Despite the radical change in perceptions of the state of the country in the eyes of supporters and opponents of the current Government, very little has actually changed and, when all is said and done very little will have changed by the time they leave.
We will still be a nation fighting amongst ourselves over who gets the money and who has to pay – the sight of students acting as self-righteous citizen tax collectors demanding enough money from Vodafone to subsidise their own tuition fees illustrates this with depressing clarity.
The machinery of Britain’s surveillance state remains in place, the civil liberties we lost under Labour haven’t been restored and judging by the hideous exercise in double-think that the new Control Order system has turned out to be it would be unwise to expect much, if anything, from this particular Government.
We’re still a heavily taxed, heavily regulated country dominated by vested interests. That’s certainly not going to change under the Coalition.
And, most importantly, the majority of people seem to believe that if something’s worth having, the Government should pay for it. Dependence, we’re told, is not a sign of failure. There’s no shame, it is said, in relying on your fellow man.
Well, I think this is wrong.
Whilst it’s true that the vast majority of people will not really notice much difference between the state of the country at the end of this term of Government and the end of the last term, a small minority – the losers in the current reallocation of resources – will feel some quite striking changes in their own lives. There’s always winners and losers when Governments change hands and the winners of today are tomorrow’s losers
One group who’ll feel it most sharply are those who’ll have to move home as a result of Housing Benefit caps. Moving home is always a stressful, unpleasant experience and to combine that with the humiliation of having to leave a house because the taxpayer is no longer willing to pay such a steep rent (with the implication that the tenant has been greedy and inconsiderate of the taxpayer in choosing their current home)… well it’s safe to say I have some sympathy. I’m not entirely inhuman, it turns out, but that doesn’t mean to say I’m against the housing benefit caps or that this should be stopped.
Instead I’m going to use this as an example to illustrate that “there’s nothing wrong with being dependant on others” is as disgusting a lie as ever there was.
Living in a house on Housing Benefit is not, and never could be, a like for like substitute for owning your own home.
By asking someone else to pay your rent, you surrender control. You live in property that costs no more than the person paying is willing to pay, or you make up the difference yourself. You can’t hold the person paying to a guarantee to pay indefinitely.
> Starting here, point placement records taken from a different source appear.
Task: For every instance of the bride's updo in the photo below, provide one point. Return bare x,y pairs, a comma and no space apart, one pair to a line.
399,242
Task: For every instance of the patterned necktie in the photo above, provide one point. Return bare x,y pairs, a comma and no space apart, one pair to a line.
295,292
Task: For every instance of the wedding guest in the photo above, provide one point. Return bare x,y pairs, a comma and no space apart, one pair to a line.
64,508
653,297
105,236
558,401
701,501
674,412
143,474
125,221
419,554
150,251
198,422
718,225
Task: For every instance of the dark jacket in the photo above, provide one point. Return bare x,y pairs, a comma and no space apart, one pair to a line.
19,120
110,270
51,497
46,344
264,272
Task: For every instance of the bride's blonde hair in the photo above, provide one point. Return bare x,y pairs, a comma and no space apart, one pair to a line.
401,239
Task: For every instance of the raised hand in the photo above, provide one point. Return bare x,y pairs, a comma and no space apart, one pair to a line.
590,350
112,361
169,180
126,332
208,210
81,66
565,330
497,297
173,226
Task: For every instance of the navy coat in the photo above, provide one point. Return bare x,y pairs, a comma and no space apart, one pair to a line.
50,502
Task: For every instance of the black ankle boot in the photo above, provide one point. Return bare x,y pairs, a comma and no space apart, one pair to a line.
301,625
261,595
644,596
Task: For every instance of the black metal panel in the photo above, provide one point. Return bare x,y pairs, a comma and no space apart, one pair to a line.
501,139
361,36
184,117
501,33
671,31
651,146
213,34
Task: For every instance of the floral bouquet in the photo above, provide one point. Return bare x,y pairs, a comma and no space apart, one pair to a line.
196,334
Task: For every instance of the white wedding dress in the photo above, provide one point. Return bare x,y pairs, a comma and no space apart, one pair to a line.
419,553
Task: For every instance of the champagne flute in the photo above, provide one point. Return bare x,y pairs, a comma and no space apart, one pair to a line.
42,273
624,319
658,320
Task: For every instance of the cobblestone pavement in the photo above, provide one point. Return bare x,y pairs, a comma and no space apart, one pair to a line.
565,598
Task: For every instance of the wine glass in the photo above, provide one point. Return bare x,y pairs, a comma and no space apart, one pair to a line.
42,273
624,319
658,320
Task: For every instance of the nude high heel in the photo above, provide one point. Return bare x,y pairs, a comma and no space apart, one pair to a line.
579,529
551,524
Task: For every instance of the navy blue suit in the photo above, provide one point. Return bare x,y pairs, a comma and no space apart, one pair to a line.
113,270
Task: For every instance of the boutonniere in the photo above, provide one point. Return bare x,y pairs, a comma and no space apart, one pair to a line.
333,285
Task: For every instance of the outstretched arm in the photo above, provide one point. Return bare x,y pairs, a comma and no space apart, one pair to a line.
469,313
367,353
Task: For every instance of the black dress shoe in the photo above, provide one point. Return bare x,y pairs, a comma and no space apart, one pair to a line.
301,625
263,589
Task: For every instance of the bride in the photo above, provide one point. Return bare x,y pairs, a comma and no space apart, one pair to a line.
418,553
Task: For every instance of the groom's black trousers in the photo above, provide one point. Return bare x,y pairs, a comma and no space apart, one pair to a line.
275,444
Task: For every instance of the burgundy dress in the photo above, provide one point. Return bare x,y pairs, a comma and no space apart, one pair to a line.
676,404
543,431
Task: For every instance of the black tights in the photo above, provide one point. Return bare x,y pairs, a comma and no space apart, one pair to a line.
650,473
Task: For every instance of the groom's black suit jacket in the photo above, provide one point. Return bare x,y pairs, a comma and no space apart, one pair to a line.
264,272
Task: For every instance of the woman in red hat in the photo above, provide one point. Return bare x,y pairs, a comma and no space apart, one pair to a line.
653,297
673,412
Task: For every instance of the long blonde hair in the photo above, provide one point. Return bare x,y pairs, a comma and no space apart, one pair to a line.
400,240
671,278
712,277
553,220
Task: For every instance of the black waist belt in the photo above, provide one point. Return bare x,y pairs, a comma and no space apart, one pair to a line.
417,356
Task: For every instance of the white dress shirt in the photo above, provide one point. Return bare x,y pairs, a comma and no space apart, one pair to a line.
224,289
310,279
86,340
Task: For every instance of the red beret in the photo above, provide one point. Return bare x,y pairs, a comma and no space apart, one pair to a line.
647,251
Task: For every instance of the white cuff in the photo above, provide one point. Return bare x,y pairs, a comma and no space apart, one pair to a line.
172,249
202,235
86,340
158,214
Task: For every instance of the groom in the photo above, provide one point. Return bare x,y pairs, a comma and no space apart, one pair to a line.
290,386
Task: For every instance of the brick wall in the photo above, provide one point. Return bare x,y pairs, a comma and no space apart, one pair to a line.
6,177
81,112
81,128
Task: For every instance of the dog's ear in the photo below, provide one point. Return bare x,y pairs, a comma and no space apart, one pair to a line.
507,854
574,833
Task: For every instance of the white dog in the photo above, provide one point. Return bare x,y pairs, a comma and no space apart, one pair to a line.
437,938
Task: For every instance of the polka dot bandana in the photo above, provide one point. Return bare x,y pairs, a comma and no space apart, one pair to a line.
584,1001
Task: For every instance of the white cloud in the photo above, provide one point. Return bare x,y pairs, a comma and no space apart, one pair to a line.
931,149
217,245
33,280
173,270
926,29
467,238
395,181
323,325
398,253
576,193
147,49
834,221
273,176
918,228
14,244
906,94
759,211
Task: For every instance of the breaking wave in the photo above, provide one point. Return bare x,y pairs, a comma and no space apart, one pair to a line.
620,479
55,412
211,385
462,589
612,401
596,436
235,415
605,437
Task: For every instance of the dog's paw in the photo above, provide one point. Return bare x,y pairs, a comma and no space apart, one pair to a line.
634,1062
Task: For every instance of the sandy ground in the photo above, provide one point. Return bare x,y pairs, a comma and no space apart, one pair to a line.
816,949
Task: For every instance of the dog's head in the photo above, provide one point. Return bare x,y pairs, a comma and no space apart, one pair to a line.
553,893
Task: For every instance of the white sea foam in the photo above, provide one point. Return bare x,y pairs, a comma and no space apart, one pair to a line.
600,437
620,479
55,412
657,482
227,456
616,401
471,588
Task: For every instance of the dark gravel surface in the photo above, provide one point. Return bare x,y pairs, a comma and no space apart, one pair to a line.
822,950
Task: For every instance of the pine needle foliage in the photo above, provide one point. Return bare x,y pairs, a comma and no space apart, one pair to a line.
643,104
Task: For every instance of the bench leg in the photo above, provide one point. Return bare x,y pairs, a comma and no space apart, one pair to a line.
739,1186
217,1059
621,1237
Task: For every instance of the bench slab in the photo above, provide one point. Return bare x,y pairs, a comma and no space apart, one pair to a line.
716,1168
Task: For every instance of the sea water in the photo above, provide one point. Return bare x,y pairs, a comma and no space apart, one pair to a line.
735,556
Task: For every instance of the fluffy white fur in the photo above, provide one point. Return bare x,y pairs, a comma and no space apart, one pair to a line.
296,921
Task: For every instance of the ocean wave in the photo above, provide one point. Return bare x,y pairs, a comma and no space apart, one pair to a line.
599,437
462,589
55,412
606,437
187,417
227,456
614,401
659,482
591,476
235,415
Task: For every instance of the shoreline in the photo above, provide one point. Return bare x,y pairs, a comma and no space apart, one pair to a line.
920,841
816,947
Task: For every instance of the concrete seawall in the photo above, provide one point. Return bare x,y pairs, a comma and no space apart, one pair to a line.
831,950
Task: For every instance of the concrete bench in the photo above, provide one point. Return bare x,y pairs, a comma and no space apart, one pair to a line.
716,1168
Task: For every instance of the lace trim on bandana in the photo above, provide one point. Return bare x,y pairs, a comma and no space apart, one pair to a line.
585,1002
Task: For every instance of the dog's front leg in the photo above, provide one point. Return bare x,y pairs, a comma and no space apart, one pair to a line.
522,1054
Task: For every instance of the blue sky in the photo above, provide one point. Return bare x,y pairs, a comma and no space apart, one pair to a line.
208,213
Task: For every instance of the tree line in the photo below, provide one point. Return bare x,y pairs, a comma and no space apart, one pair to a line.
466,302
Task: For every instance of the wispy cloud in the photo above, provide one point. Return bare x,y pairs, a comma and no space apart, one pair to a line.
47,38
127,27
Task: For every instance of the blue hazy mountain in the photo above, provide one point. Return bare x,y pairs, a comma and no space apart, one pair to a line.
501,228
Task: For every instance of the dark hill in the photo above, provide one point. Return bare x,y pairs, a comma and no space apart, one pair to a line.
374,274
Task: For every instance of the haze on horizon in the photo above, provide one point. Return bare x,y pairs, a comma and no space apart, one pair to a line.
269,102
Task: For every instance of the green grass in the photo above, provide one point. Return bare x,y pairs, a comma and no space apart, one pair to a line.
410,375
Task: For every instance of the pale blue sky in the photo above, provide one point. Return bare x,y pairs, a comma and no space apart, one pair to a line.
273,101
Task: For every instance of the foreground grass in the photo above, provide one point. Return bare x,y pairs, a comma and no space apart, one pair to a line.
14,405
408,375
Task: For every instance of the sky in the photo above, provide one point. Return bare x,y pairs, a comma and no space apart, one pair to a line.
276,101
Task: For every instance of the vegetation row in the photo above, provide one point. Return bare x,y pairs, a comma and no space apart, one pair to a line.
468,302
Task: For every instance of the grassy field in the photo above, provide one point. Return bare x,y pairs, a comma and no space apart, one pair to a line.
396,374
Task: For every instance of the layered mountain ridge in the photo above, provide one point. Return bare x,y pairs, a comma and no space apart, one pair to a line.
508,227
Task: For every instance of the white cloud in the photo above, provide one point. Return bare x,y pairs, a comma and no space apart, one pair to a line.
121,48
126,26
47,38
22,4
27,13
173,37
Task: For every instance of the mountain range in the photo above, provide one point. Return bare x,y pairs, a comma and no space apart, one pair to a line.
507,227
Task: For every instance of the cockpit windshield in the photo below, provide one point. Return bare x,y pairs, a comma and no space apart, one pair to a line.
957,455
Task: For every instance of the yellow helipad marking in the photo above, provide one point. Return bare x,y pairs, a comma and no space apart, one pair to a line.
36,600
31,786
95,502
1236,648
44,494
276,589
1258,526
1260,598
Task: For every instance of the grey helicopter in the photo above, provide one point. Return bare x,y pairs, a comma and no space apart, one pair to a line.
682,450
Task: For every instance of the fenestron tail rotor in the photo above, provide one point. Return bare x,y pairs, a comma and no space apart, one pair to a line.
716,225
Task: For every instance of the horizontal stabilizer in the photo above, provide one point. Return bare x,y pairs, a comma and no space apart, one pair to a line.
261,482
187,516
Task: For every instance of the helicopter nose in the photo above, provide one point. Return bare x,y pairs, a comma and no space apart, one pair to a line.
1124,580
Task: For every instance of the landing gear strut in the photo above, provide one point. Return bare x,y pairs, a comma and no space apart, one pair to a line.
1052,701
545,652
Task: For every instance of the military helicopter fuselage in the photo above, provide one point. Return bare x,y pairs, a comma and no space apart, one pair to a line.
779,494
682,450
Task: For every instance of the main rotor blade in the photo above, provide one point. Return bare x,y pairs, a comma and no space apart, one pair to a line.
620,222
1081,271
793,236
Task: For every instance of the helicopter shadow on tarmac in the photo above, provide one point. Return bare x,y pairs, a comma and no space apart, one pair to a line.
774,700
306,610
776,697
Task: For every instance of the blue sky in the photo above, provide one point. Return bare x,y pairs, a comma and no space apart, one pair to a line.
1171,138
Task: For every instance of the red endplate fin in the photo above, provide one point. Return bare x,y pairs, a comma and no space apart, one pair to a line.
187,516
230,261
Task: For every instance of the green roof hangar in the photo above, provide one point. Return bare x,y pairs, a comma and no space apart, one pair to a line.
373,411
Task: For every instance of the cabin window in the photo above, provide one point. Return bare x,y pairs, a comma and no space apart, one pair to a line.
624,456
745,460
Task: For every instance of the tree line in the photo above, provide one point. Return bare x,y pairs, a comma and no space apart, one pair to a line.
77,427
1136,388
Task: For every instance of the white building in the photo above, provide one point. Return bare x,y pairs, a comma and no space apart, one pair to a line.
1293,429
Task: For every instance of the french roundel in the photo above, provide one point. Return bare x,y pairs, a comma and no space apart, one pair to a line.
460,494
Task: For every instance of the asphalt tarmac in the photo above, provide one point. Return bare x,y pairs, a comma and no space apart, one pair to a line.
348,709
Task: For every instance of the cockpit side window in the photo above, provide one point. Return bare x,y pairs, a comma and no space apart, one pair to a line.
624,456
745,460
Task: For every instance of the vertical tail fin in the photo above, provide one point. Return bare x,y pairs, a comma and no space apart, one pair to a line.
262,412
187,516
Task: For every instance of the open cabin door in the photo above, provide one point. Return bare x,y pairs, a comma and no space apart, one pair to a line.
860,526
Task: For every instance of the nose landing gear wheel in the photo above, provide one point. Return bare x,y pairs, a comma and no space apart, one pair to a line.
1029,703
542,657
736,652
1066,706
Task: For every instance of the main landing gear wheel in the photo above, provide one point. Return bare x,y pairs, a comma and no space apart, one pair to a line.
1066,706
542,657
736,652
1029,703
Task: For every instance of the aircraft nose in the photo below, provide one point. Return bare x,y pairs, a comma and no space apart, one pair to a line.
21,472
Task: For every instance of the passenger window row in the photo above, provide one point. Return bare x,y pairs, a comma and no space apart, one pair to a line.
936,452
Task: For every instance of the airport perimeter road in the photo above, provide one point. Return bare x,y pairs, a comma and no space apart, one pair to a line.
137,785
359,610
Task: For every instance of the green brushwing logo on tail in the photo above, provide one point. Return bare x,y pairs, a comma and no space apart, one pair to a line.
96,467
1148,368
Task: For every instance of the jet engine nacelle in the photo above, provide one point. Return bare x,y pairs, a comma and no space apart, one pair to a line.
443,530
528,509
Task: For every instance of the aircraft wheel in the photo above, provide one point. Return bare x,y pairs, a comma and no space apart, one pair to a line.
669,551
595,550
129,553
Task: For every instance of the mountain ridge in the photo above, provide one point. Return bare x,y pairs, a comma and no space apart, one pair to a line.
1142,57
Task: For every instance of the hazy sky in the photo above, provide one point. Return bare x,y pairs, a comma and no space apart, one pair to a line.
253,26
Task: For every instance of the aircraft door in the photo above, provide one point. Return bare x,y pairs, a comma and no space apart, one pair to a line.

You lose, automatically, the ability to control how long you live in a particular property because you have placed such matters in the hands of someone else. You are, literally, at their mercy.
This is, by its very nature, is not a very attractive state of affairs to find yourself in – having been through it myself several times I know it to be utterly degrading, humiliating and destructive to what little self-esteem I have… but it is the price of getting for free what others have to work to pay for. You trade your dignity and your autonomy for it, and you hope and pray that the person in control isn’t a sadist who takes pleasure in abusing those who have no choice but to suffer whatever is inflicted.
In a polite, civilised society we prefer to leave this reality unspoken. We understand that there are people who have no choice but to take whatever they can get in order simply to survive, and it seems callous and cruel to compound the simple fact of having to live this way with reminding them that it is so.
By asking them to move somewhere cheaper, however, the Government has indeed reminded us all that it is so. Their cruelty is in exposing the lie that people who get to live in posh parts of London that normal people couldn’t hope to afford are somehow ‘lucky’. They are not.
This, they say, is the evil of Capitalism, this edge case of what happens to people who don’t have the means to support the lifestyle they’re actually living without charity from others.
Yet the alternative proposed is that the right to use money to take control and achieve autonomy is removed from all, to throw all of humanity into collectively owned housing with rent being a matter of what one can afford to pay, entirely disconnected from how much a particular property – or more likely room within a property – is worth, and where one lives becomes a matter of where you’re told to live and how much influence you have with the people who make such decisions. This is what the abolition of private property actually means.
Then we’d be equal? Then it’d be better? I think not.
It’s quite one thing to live in a society that grants people who live on welfare a certain measure of dignity and chooses – yes, chooses – not to be wilfully cruel or sadistic. It’s quite another to assume this means that there’s no difference between dependence and independence.